The most essential ingredient in wealth creation is knowledge (and knowledge is a gift of God). Knowledge leads to surprises which we call innovation because innovations are unmanageable and unpredictable (more about that later). Innovations by their very nature can’t be managed or planned and innovations create wealth which positively affects culture.
More freedom leads to more knowledge which leads to more innovation which leads to a more powerful economy. Conversely, less freedom leads to less knowledge which leads to less innovation which leads to less economic growth. This raises the question as to why all governments do not embrace this self evident process. The reason (as alluded to earlier) is that innovation implies surprise and is and therefore more difficult for government to control. The operative word here is control. This lack of predictability and control make some people very uncomfortable. The desire to eliminate surprise and to control people is very much part of the warp and woof of communism and socialism.
In Europe with its failing welfare states we see this move to eliminate surprise and at the same time we see the increasing role of government with large bureaucracies and more regulatory law. So every new crisis, whether real or imagined brings more unnecessary laws and a corresponding lack of freedom. As one career politician said, “Never let a crisis go to waste”.
Most of these regulation like Dodd-Frank and Sarbanes-Oxley debilitate freedom and slow the expansion of knowledge. These Acts divert the small business owner’s energy away from innovation and consume their time and energy with compliance. These Acts also raise barriers of entry for new entrepreneurs. The entities who benefit from government regulations are the big corporations because they have the lobbyists, lawyers and accountants to address the problem of unnecessary government regulations.

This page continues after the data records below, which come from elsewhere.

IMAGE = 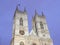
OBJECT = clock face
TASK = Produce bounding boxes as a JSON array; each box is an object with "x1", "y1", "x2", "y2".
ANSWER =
[{"x1": 19, "y1": 30, "x2": 25, "y2": 35}]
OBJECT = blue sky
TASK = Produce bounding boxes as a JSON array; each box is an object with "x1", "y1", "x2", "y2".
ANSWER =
[{"x1": 0, "y1": 0, "x2": 60, "y2": 45}]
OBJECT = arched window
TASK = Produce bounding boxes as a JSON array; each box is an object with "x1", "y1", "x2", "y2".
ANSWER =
[
  {"x1": 40, "y1": 22, "x2": 44, "y2": 29},
  {"x1": 20, "y1": 18, "x2": 23, "y2": 26}
]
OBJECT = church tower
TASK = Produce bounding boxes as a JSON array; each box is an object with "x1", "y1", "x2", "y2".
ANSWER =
[
  {"x1": 32, "y1": 10, "x2": 53, "y2": 45},
  {"x1": 11, "y1": 6, "x2": 53, "y2": 45},
  {"x1": 11, "y1": 6, "x2": 29, "y2": 45}
]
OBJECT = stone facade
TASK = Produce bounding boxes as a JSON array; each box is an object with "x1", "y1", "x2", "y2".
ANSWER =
[{"x1": 11, "y1": 8, "x2": 53, "y2": 45}]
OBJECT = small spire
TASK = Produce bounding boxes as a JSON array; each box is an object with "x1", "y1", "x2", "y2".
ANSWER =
[
  {"x1": 35, "y1": 9, "x2": 37, "y2": 15},
  {"x1": 24, "y1": 7, "x2": 26, "y2": 12},
  {"x1": 42, "y1": 12, "x2": 44, "y2": 16},
  {"x1": 16, "y1": 4, "x2": 20, "y2": 10}
]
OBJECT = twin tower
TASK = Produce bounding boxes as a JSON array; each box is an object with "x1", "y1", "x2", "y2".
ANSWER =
[{"x1": 11, "y1": 8, "x2": 53, "y2": 45}]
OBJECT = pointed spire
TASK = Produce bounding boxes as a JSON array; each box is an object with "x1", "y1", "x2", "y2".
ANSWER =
[
  {"x1": 24, "y1": 7, "x2": 26, "y2": 13},
  {"x1": 35, "y1": 9, "x2": 37, "y2": 15},
  {"x1": 16, "y1": 4, "x2": 20, "y2": 10},
  {"x1": 42, "y1": 12, "x2": 44, "y2": 16}
]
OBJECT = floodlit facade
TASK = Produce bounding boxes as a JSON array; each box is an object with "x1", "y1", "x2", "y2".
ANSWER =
[{"x1": 11, "y1": 8, "x2": 53, "y2": 45}]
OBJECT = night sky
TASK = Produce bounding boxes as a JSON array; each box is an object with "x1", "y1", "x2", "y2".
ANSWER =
[{"x1": 0, "y1": 0, "x2": 60, "y2": 45}]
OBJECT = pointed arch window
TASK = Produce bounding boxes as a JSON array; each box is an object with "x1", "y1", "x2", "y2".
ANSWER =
[
  {"x1": 20, "y1": 18, "x2": 23, "y2": 26},
  {"x1": 40, "y1": 22, "x2": 44, "y2": 29}
]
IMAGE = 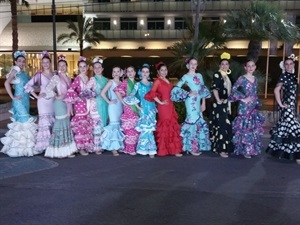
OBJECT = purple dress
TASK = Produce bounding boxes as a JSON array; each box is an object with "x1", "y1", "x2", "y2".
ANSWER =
[
  {"x1": 24, "y1": 73, "x2": 55, "y2": 154},
  {"x1": 229, "y1": 76, "x2": 265, "y2": 156}
]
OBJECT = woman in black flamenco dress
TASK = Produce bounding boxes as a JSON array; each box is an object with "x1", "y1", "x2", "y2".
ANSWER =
[{"x1": 266, "y1": 58, "x2": 300, "y2": 164}]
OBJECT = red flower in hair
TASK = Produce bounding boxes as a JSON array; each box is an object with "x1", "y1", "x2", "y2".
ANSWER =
[{"x1": 155, "y1": 61, "x2": 166, "y2": 70}]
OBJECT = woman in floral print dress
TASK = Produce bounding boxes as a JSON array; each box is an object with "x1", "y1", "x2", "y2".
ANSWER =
[
  {"x1": 171, "y1": 58, "x2": 211, "y2": 156},
  {"x1": 229, "y1": 60, "x2": 264, "y2": 158}
]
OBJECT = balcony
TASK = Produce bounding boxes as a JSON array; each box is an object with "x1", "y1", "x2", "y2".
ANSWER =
[
  {"x1": 95, "y1": 30, "x2": 188, "y2": 40},
  {"x1": 84, "y1": 0, "x2": 300, "y2": 14}
]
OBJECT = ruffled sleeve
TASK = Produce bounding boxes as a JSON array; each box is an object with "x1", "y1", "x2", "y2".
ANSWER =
[
  {"x1": 228, "y1": 76, "x2": 246, "y2": 102},
  {"x1": 171, "y1": 76, "x2": 189, "y2": 102},
  {"x1": 64, "y1": 77, "x2": 81, "y2": 104},
  {"x1": 277, "y1": 73, "x2": 287, "y2": 84},
  {"x1": 198, "y1": 74, "x2": 211, "y2": 98},
  {"x1": 45, "y1": 75, "x2": 59, "y2": 98},
  {"x1": 144, "y1": 79, "x2": 161, "y2": 102},
  {"x1": 86, "y1": 77, "x2": 96, "y2": 91},
  {"x1": 211, "y1": 72, "x2": 222, "y2": 91},
  {"x1": 24, "y1": 73, "x2": 40, "y2": 93},
  {"x1": 114, "y1": 80, "x2": 127, "y2": 97}
]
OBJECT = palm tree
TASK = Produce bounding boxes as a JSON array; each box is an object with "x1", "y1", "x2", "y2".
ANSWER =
[
  {"x1": 57, "y1": 16, "x2": 105, "y2": 55},
  {"x1": 170, "y1": 20, "x2": 227, "y2": 75},
  {"x1": 225, "y1": 0, "x2": 300, "y2": 61},
  {"x1": 9, "y1": 0, "x2": 29, "y2": 52}
]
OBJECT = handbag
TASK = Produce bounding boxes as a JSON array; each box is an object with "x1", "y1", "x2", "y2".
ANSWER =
[{"x1": 33, "y1": 72, "x2": 42, "y2": 92}]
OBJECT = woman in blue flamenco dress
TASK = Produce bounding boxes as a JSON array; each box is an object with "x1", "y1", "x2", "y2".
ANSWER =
[
  {"x1": 1, "y1": 51, "x2": 37, "y2": 157},
  {"x1": 171, "y1": 58, "x2": 211, "y2": 156},
  {"x1": 124, "y1": 64, "x2": 157, "y2": 158},
  {"x1": 228, "y1": 60, "x2": 264, "y2": 158}
]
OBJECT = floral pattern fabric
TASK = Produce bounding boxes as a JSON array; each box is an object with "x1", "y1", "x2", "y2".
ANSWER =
[
  {"x1": 266, "y1": 72, "x2": 300, "y2": 160},
  {"x1": 171, "y1": 73, "x2": 211, "y2": 153}
]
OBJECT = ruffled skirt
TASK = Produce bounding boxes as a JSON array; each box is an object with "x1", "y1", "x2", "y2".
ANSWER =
[
  {"x1": 1, "y1": 118, "x2": 37, "y2": 157},
  {"x1": 100, "y1": 122, "x2": 125, "y2": 151},
  {"x1": 266, "y1": 109, "x2": 300, "y2": 160},
  {"x1": 121, "y1": 107, "x2": 139, "y2": 154},
  {"x1": 34, "y1": 114, "x2": 55, "y2": 154},
  {"x1": 135, "y1": 110, "x2": 157, "y2": 155},
  {"x1": 232, "y1": 110, "x2": 265, "y2": 155},
  {"x1": 71, "y1": 115, "x2": 94, "y2": 152},
  {"x1": 180, "y1": 116, "x2": 211, "y2": 153},
  {"x1": 155, "y1": 118, "x2": 182, "y2": 156}
]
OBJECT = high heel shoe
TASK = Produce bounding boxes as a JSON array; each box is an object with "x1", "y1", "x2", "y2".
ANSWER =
[
  {"x1": 190, "y1": 152, "x2": 202, "y2": 156},
  {"x1": 111, "y1": 150, "x2": 119, "y2": 156}
]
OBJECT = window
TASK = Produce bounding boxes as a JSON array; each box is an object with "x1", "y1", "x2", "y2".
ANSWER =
[
  {"x1": 120, "y1": 17, "x2": 137, "y2": 30},
  {"x1": 94, "y1": 18, "x2": 110, "y2": 30},
  {"x1": 174, "y1": 17, "x2": 187, "y2": 30},
  {"x1": 147, "y1": 17, "x2": 165, "y2": 30}
]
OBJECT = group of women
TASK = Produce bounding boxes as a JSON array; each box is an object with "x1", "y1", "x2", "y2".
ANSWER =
[{"x1": 1, "y1": 51, "x2": 300, "y2": 163}]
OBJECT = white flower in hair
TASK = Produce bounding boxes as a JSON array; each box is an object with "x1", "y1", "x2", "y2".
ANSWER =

The good news is that this move away from freedom can be and is being reversed. We saw this in Chile in the 1970s, in Eastern Europe after the fall of Communism, in New Zealand in the 1980s, in India and China in the 1990s, in Canada in the first decade of the 21st century, in Israel in the 1980s, and in America during the Reagan Administration (and now during the Trump Administration).
The future can change as fast as our minds can change, because the above is essentially an economy of the mind. We can be sure that when unnecessary government regulation and taxation diminishes knowledge and thus prosperity will follow.